To me, however, the most original chapter in the book is the last, on ‘rediscovering the organism’. For most people, organisms are given, and the problem is to explain why they have genes. Once accept a gene’s-eye view of evolution, however, and the question becomes: why do genes characteristically band together in organisms? I cannot here summarise Dawkins’s answer: indeed, he does not claim to provide a final answer. I can, however, give some idea of his approach by mentioning some subsidiary questions he discusses. What are the limits of an organism? Obviously, a dog or a man or a pine tree is an organism. But is a stand of nettles, all derived by underground roots from one original seed, one organism or many? If we are going to count all the plants arising from a single seed as one organism, what of a clone of aphids, all descended by virgin birth from a single female, and all genetically identical? Does it matter that in the case of the aphids (or, to give a second example, in a clone of dandelions) each new individual is derived from a single cell, whereas in the stand of nettles this is not so? Does it matter whether the single cell is produced sexually or asexually?
In a sense, these questions are purely semantic: we can use the word ‘organism’ to mean what we like. However, since we think in words, our choices are important. What Dawkins is really asking is: what is the significance for evolution of these various patterns of growth and reproduction? His answer is that the crucial distinction is whether the new individual arises from a single cell, or from many. Essentially, this is because only in the former case is it possible for genes with interesting effects on development to be favoured by natural selection.

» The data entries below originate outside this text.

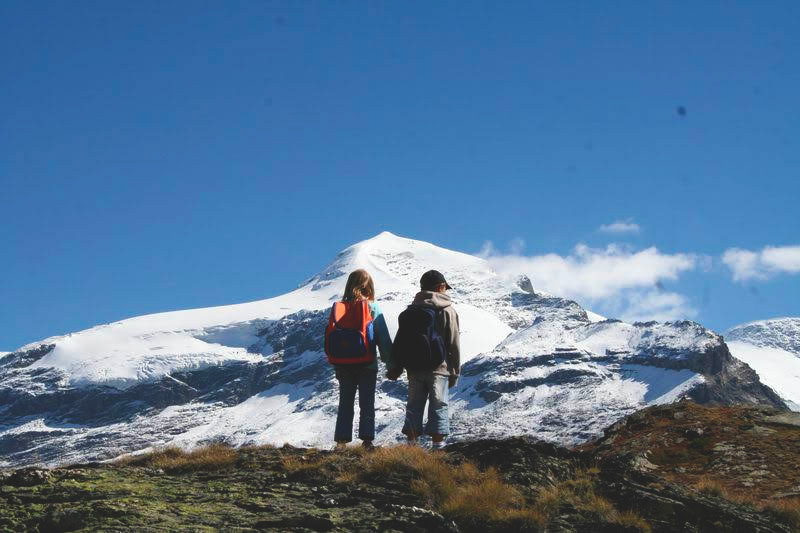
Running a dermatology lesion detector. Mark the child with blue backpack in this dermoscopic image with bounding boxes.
[386,270,461,448]
[325,269,393,449]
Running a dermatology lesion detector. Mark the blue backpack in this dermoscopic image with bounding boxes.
[392,305,447,371]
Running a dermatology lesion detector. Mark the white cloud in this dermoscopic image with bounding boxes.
[597,218,642,233]
[619,290,697,322]
[482,243,701,320]
[722,246,800,281]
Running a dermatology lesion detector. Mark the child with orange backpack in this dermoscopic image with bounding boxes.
[325,269,393,449]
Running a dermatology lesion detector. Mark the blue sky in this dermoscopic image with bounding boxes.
[0,1,800,350]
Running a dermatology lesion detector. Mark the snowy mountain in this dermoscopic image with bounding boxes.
[725,317,800,411]
[0,232,785,466]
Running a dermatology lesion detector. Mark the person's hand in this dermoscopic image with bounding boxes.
[386,366,403,381]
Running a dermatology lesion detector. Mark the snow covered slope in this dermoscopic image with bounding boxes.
[0,232,782,466]
[725,317,800,411]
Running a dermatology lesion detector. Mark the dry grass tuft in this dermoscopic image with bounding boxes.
[361,446,543,525]
[116,444,239,473]
[694,476,731,499]
[535,468,650,532]
[281,447,365,482]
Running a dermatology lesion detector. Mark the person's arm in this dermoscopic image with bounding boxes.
[372,304,393,368]
[447,307,461,387]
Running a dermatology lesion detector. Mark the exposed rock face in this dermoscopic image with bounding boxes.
[725,317,800,357]
[0,234,783,466]
[725,317,800,411]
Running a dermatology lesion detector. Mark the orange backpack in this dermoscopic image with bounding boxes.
[325,300,375,365]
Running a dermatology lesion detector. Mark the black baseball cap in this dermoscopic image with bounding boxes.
[419,270,453,291]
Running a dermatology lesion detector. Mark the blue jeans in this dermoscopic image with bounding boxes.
[333,367,378,442]
[403,372,450,439]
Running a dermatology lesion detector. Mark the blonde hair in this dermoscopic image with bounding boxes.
[342,268,375,302]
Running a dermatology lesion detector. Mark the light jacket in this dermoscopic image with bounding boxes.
[411,291,461,377]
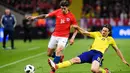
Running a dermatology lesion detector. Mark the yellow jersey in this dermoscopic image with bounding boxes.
[90,32,117,54]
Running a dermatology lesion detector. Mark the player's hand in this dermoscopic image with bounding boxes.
[26,16,37,20]
[70,39,74,45]
[123,60,130,67]
[71,25,78,28]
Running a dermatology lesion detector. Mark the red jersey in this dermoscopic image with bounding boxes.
[49,9,77,37]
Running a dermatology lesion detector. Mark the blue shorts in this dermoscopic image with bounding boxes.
[78,50,103,63]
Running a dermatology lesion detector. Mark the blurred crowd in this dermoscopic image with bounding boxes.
[1,0,61,13]
[80,0,130,31]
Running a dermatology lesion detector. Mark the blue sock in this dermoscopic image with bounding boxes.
[54,56,61,64]
[51,52,56,58]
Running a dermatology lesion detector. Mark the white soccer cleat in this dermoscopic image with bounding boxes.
[48,59,57,70]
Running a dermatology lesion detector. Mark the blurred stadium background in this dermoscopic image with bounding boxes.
[0,0,130,73]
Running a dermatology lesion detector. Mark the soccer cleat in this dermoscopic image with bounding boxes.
[60,55,64,62]
[50,70,55,73]
[48,59,58,71]
[104,68,111,73]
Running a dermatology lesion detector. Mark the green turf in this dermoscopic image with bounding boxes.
[0,39,130,73]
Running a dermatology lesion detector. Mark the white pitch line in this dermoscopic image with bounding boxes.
[28,47,40,51]
[0,52,46,68]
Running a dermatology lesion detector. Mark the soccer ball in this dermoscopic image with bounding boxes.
[24,64,35,73]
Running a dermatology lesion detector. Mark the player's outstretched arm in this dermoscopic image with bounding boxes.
[26,14,48,20]
[112,46,130,67]
[70,29,78,45]
[72,25,90,36]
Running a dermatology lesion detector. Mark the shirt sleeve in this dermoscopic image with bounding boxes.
[111,38,117,47]
[48,10,58,17]
[71,15,77,25]
[1,15,4,27]
[89,32,100,38]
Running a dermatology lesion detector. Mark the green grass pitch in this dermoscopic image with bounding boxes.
[0,39,130,73]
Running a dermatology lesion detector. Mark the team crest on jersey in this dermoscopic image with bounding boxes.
[9,17,12,20]
[66,18,70,21]
[102,38,105,41]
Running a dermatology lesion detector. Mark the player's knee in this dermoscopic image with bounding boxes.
[47,53,52,57]
[70,57,80,63]
[91,68,99,73]
[56,48,63,54]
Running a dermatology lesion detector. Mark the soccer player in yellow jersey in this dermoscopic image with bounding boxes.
[48,25,130,73]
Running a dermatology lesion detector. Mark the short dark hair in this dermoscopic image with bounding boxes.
[103,24,111,31]
[60,0,70,7]
[103,24,112,36]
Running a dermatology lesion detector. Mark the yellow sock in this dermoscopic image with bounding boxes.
[57,61,73,68]
[99,67,106,73]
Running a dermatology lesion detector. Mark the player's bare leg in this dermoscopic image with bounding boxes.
[91,60,111,73]
[91,60,100,73]
[48,57,81,70]
[47,48,55,58]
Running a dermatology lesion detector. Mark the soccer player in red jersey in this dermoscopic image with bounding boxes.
[27,0,77,73]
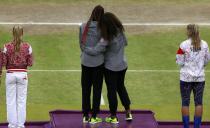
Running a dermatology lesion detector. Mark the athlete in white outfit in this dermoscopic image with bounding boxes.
[176,24,209,128]
[3,26,33,128]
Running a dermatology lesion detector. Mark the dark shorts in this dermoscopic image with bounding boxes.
[180,81,205,106]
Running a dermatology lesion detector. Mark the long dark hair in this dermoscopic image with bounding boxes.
[187,24,201,51]
[99,12,125,41]
[82,5,104,43]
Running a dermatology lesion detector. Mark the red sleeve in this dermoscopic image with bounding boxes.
[0,49,3,76]
[27,53,34,67]
[176,48,184,55]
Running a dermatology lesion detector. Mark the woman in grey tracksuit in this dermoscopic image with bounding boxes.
[81,12,132,123]
[79,5,104,123]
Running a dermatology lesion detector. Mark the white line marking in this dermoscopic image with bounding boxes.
[0,22,210,26]
[3,69,210,73]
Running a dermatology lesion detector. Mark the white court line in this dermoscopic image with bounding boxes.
[0,22,210,26]
[3,70,210,73]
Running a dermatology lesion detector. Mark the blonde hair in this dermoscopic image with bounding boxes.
[187,24,201,51]
[12,26,23,52]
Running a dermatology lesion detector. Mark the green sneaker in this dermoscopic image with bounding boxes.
[82,116,90,123]
[125,112,133,121]
[89,117,102,124]
[105,116,119,124]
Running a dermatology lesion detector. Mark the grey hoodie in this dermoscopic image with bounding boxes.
[84,33,128,71]
[79,21,104,67]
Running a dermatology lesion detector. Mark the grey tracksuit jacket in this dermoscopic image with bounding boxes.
[84,33,128,71]
[79,21,104,67]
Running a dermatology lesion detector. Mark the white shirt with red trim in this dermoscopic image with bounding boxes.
[176,39,210,82]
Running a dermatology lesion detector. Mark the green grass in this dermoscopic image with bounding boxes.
[0,27,210,121]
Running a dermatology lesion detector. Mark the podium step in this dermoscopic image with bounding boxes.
[50,110,158,128]
[0,122,51,128]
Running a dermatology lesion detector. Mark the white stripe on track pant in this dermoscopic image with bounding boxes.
[5,72,28,128]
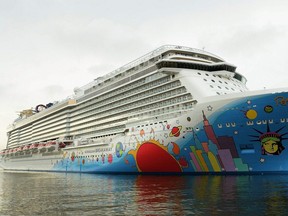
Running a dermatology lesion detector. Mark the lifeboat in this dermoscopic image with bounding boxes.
[59,142,66,148]
[45,142,56,151]
[29,143,38,153]
[23,146,29,151]
[38,143,46,153]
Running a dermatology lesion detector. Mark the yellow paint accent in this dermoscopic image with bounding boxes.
[208,151,221,172]
[196,150,209,172]
[246,109,257,120]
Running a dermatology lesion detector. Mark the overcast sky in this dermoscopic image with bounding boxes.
[0,0,288,148]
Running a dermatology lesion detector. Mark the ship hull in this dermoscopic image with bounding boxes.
[1,92,288,174]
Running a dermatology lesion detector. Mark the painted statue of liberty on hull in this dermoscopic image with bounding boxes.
[0,46,288,174]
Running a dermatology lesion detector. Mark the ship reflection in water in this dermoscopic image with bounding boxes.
[0,172,288,215]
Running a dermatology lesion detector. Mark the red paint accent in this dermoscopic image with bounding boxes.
[136,142,182,172]
[179,157,188,167]
[171,142,180,155]
[108,154,113,163]
[171,127,180,137]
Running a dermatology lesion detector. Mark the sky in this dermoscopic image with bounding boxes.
[0,0,288,149]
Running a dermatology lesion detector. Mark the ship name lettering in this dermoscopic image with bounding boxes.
[274,96,288,106]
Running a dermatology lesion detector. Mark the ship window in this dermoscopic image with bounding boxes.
[240,144,255,154]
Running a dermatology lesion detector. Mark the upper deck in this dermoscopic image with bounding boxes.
[74,45,225,98]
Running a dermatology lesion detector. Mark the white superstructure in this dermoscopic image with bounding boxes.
[7,46,247,154]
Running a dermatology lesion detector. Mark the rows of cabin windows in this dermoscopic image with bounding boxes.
[70,90,191,130]
[74,73,165,107]
[70,126,125,138]
[198,72,247,91]
[70,118,127,132]
[72,74,170,115]
[72,81,180,119]
[71,83,186,125]
[70,94,192,131]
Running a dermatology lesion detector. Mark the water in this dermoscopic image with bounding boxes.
[0,172,288,216]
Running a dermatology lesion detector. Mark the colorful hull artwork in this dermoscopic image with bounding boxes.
[43,93,288,174]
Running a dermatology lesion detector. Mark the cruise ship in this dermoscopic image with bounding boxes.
[0,45,288,174]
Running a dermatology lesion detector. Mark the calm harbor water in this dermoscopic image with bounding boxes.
[0,171,288,216]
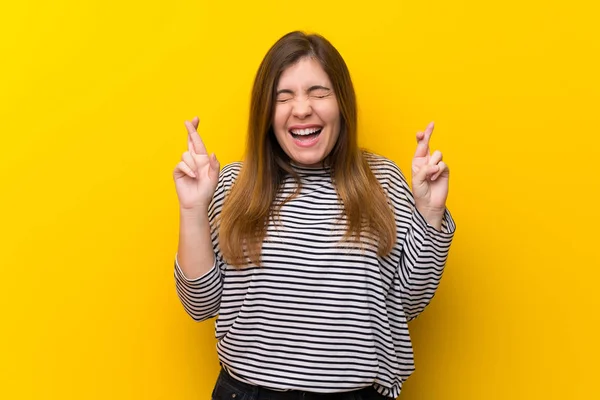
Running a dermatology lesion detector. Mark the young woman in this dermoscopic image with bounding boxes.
[174,32,455,400]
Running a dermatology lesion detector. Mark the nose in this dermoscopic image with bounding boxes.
[292,98,312,118]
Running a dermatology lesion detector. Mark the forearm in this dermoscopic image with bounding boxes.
[177,209,215,280]
[400,212,455,319]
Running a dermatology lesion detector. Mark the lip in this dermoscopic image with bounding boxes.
[288,124,323,131]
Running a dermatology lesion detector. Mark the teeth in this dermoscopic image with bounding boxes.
[290,128,321,135]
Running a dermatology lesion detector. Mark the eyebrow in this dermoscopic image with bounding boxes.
[276,85,331,96]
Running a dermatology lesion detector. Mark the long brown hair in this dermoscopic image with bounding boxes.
[219,31,396,266]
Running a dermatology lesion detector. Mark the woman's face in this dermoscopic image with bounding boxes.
[273,57,340,167]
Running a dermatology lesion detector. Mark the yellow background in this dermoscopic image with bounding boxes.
[0,0,600,400]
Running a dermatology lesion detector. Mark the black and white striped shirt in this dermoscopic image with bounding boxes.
[175,155,455,397]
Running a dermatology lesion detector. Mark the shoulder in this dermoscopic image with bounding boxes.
[219,161,242,176]
[217,161,242,191]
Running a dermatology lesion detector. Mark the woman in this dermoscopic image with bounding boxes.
[174,32,455,400]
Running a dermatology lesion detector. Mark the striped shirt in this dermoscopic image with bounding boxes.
[174,155,455,397]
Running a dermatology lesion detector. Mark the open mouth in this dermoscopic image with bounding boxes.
[289,127,323,141]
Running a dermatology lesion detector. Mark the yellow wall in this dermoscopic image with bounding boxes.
[0,0,600,400]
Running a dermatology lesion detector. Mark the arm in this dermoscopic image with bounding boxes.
[175,208,223,321]
[173,117,229,321]
[399,208,456,321]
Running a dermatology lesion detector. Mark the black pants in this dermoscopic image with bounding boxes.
[212,369,390,400]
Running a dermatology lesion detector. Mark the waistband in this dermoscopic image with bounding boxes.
[217,368,390,400]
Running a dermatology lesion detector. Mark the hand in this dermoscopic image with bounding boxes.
[411,122,450,229]
[173,117,220,211]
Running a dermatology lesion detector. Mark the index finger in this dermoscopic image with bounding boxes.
[415,122,434,157]
[185,117,207,154]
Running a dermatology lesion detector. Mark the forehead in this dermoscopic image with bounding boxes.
[277,57,331,88]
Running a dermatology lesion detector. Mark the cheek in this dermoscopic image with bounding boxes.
[273,105,287,132]
[319,103,340,127]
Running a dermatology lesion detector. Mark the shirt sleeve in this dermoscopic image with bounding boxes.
[174,163,240,321]
[175,256,223,322]
[383,161,456,321]
[399,208,456,321]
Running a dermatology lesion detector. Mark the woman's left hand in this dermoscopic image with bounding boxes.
[411,122,450,229]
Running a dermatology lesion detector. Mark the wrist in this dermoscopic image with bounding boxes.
[417,208,446,231]
[179,206,208,221]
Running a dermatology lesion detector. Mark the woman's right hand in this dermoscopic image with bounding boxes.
[173,117,220,212]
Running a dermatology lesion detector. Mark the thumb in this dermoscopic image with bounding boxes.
[413,164,440,185]
[209,153,221,180]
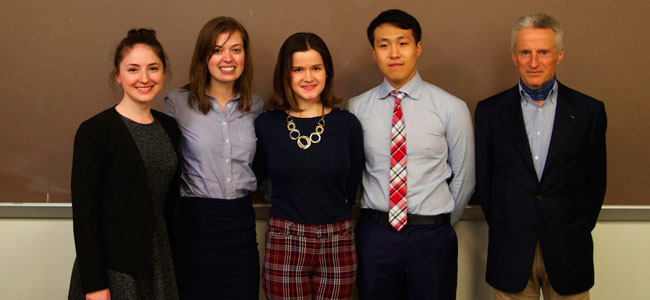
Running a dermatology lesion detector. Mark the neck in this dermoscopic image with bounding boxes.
[208,80,236,104]
[115,96,153,124]
[289,100,331,118]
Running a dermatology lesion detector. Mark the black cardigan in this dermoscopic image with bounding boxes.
[71,107,180,293]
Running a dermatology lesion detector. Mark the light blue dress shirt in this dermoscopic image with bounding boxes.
[348,74,475,224]
[519,81,557,180]
[163,88,264,199]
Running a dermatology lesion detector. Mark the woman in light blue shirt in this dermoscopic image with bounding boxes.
[163,17,264,299]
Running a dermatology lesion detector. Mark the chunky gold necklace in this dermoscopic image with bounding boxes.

I have left till last what is to me the strangest feature of both books, because I suspect it will not seem strange to many others. It is that neither book contains a single line of mathematics, and yet I have no difficulty in following them, and as far as I can detect they contain no logical errors. Further, Dawkins has not first worked out his ideas mathematically and then converted them into prose: he apparently thinks in prose, although it may be significant that, while writing The Selfish Gene, he was recovering from a severe addiction to computer programming, an activity which obliges one to think clearly and to say exactly what one means. It is unfortunate that most people who write about the relation between genetics and evolution without the intellectual prop of mathematics are either incomprehensible or wrong, and not infrequently both. Dawkins is a happy exception to this rule.